Photo K. Dhanji/ILRI

Ehrlichia spp. close to Ehrlichia ruminantium, Ehrlichia canis, and “Candidatus Ehrlichia regneryi” linked to heartwater-like disease in Kenyan camels (Camelus dromedarius)

We present findings from an outbreak of a heartwater-like disease in camels that killed at least 2000 adult animals in Kenya in 2016. Clinical signs included excitability, head pressing, aimless wandering, recumbency, and fast breathing followed by death after about 4 days.
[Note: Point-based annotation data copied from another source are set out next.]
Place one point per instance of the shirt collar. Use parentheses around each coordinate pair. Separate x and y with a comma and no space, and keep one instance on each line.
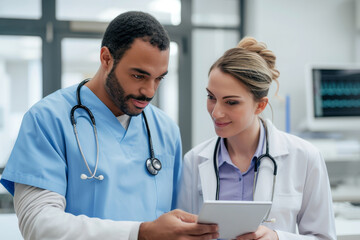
(224,154)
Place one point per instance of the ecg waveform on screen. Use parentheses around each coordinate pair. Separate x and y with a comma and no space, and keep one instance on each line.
(341,103)
(339,89)
(337,92)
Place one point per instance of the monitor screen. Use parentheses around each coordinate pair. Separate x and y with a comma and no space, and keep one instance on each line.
(333,97)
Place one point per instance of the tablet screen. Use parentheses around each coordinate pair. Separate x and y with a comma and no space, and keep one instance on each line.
(234,218)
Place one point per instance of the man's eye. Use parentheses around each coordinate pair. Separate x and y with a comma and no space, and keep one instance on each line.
(232,102)
(138,76)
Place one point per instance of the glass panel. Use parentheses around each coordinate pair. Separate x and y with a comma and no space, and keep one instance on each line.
(168,90)
(166,11)
(80,60)
(21,86)
(216,13)
(29,9)
(212,44)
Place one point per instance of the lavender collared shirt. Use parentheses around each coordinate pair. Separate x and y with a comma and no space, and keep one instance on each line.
(235,185)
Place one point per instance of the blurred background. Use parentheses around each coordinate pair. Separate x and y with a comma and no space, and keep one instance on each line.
(46,45)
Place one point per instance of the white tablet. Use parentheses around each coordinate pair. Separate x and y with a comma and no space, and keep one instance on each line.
(234,218)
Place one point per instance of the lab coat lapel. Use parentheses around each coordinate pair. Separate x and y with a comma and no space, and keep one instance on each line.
(207,172)
(277,147)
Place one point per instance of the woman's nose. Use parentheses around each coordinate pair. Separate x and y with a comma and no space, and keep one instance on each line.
(217,111)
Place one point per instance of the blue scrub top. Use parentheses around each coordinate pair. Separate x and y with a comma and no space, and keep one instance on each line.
(46,155)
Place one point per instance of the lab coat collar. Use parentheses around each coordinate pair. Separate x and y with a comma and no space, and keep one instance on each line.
(277,148)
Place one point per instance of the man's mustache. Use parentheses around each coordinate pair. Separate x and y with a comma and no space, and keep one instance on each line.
(139,98)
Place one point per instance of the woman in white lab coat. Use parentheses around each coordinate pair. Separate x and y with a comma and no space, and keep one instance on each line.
(237,93)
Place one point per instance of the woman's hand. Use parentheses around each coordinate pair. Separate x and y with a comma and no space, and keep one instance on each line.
(262,233)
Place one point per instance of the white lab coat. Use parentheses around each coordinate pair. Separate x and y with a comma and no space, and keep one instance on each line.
(302,203)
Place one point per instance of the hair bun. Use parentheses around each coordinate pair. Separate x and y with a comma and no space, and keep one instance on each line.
(251,44)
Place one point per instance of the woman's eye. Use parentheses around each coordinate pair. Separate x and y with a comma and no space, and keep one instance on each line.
(210,97)
(232,102)
(138,76)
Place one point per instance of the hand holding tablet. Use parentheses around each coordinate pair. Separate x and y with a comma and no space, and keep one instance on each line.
(234,218)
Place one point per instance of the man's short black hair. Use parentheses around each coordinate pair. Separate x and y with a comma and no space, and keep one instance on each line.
(128,26)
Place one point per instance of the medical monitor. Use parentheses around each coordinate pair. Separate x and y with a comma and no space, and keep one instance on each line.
(333,97)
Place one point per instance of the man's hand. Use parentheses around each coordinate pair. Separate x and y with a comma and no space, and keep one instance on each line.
(177,224)
(262,233)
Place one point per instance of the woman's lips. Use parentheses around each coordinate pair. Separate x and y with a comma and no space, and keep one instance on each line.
(221,124)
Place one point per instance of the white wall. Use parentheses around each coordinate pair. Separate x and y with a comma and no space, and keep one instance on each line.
(301,32)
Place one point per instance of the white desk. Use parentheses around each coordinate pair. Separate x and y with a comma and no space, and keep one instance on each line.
(345,229)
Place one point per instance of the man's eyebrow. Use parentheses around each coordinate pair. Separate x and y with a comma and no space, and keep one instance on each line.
(231,96)
(162,75)
(139,70)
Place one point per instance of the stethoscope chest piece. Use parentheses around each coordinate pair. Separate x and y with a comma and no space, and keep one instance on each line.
(153,165)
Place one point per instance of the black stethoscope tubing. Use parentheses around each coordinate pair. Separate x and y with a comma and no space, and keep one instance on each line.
(256,168)
(153,165)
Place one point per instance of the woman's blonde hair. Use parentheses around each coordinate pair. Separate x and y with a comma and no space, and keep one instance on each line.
(251,63)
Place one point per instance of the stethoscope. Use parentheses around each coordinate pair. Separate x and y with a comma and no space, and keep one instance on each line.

The observed morbidity in one herd was 40% with an average mortality of 7.5% in animals that received early antibiotic treatments. In untreated adults, the case fatality rate reached 100%. Gross pathology showed pulmonary edema, pleural exudate, hydrothorax, hydropericardium, ascites, enlarged “cooked” liver, nephrosis, and blood in the abomasum and intestine. Using established PCR-based protocols for tick-borne pathogens, a sequence close to Ehrlichia regneryi and Ehrlichia canis amplified in blood from two sick camels. We also amplified an Ehrlichia sp. sequence close to Ehrlichia ruminantium Welgevonden from a pool of Amblyomma spp. ticks collected from a sick camel and in a pool of Rhipicephalus spp. ticks from healthy camels.